There is a lot of goodness in your films. Have you grown up looking at the bright side?
I’ve had a good childhood and huge influences. I had a very upright father. For him it didn’t matter who was big, small, rich, poor; he would go to the biggest guy and fight with him for the smallest things if he saw something was unfair. A lot of scenes in my film are from his life. The scene where Dutt saab at the railway platform catches hold of a pickpocket happened to my father. Someone had cheated him and he took him to the panchayat. They started hitting him but my father stopped them. He asked the guy to take a good look around him. One sells poisonous alcohol, one does insurance scams, one runs some corrupt truck business. He said to him: “You don’t want to become a chor like that.” Then he took bought him a railway ticket and sent him back to Raipur.

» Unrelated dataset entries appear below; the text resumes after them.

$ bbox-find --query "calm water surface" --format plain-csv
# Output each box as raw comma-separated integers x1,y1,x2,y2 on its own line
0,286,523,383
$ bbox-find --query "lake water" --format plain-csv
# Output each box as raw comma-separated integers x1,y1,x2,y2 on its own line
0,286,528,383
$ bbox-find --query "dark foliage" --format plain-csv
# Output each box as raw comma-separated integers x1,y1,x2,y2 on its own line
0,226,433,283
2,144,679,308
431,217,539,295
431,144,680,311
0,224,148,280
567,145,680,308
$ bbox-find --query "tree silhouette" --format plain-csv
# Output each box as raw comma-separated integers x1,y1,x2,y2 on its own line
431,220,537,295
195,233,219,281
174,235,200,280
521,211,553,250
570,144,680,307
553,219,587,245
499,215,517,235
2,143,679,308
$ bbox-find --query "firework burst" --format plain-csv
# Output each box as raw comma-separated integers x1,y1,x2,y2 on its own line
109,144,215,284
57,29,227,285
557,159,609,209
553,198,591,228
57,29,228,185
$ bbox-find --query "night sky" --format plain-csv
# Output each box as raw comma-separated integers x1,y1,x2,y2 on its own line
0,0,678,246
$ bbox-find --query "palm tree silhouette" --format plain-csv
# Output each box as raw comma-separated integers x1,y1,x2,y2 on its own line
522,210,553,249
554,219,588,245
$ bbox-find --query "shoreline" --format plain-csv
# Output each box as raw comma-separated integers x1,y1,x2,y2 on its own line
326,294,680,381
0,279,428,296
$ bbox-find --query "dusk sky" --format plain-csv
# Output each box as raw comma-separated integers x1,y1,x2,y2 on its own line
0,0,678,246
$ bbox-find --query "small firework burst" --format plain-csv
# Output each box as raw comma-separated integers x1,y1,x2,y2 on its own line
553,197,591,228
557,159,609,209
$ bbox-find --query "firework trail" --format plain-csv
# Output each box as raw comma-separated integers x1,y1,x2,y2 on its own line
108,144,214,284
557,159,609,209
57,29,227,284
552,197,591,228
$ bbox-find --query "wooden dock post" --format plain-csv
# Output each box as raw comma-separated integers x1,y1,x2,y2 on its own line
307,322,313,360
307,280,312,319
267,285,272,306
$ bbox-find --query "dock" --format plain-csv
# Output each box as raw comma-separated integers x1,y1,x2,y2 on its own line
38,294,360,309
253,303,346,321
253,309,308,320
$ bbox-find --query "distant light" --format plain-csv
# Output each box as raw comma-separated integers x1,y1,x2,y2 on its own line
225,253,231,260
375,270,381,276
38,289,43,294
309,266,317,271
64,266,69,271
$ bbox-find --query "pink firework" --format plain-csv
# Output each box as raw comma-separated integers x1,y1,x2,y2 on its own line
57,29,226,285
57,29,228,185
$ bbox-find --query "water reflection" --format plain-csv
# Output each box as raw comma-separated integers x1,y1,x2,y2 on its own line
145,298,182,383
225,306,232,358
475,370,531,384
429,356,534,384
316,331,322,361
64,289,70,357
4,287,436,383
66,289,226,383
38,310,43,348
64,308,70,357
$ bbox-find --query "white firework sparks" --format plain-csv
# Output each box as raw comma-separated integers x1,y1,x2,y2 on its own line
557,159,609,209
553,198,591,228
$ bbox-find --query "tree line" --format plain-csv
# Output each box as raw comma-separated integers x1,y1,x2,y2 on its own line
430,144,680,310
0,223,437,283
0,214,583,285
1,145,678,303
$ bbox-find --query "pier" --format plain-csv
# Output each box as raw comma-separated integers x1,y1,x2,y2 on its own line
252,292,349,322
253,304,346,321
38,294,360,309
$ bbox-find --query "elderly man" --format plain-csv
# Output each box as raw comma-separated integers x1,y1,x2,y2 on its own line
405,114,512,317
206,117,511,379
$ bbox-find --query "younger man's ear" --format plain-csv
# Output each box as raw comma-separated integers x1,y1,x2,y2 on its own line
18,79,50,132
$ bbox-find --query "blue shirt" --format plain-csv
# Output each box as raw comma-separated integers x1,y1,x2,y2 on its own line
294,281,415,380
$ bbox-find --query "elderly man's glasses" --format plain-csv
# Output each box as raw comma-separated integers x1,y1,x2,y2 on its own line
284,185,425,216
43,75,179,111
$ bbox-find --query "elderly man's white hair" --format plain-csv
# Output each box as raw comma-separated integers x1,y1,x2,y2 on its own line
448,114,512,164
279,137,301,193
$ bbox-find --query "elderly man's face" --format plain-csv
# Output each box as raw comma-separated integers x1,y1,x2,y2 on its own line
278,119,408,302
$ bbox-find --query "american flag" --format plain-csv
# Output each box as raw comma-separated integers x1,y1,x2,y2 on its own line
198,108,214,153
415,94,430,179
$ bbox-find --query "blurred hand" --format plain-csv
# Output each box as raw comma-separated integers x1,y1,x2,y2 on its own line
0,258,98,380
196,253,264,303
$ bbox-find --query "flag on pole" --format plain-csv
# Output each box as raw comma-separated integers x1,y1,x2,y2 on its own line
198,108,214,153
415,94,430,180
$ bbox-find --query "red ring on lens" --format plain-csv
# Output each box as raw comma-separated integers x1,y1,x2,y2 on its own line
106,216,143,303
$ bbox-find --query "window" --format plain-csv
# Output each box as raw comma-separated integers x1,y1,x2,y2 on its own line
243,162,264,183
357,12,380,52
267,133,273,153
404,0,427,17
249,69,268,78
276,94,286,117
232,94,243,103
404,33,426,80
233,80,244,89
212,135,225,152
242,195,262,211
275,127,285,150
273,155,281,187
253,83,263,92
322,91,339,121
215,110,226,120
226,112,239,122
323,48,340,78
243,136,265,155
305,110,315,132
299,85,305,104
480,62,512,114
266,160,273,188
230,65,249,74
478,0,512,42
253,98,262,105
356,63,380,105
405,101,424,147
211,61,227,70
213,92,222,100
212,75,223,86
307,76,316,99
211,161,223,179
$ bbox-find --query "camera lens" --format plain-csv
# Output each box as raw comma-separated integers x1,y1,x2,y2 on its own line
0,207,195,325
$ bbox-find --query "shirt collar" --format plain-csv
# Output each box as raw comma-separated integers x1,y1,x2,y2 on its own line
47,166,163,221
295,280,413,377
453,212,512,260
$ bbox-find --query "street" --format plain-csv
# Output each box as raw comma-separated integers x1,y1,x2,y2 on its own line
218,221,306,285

Though my father is no more now, there’s a lot he left behind that we try to live by.
Is it true that Sanjay Dutt never turned up for your very first day’s shoot as a director?
We were supposed to shoot on January 2nd and Sanju suddenly calls me and says he will come two days later because he’s in South Africa. My whole world shattered. It was my first film and I had very meticulously put down a schedule and I felt like I will never recover from this delay. But then slowly you learn that in the long run, it all falls into place.
You are among the most successful filmmakers India has had. Does the number of people who watch your films still matter?
What matters most is how they like it. If you think of your favourite film, you won’t remember how much business it did. When Munnabhai released, someone called me and said people are clapping through scenes. I toured all the single screens in Bombay that day, looking at the smiles on their faces. It’s sad that the barometer we measure a film’s success with has changed over time. It’s money now. For me, the most important thing is if my film resonates with people.
There was a time when films would change the way people think. Do you believe cinema still retains that power?
I don’t think cinema can change the world, but it can definitely change individuals. When I made Three Idiots, I didn’t realise it’s going to resonate with so many parents and students that they realise that’s the life they don’t want. If I feel strongly about something, I try and say it through my films. I felt very strongly about religion and these fake godmen and I said that with PK. When someone says to me, “Our minds are preconditioned to believe things, and you gave us a different viewpoint to think,” I feel like I’ve done something worthy.
Have your perspective on film- making changed over the years?
Every film is like a first film. It gets harder because the world takes up a lot of your time. My first film, I had nobody to worry about. Now you have to work doubly hard. You have to feel you have pushed every bloody button and tried everything possible to make your point. You spend hours for every little sound effect and that exact music level. I try to maintain that passion even today. There is so much content and changing technology around that quantity often supersedes quality. But for me, even today, cinema is an experience. A film being played on the big screen is a gift and I try to create it with as much honesty as possible.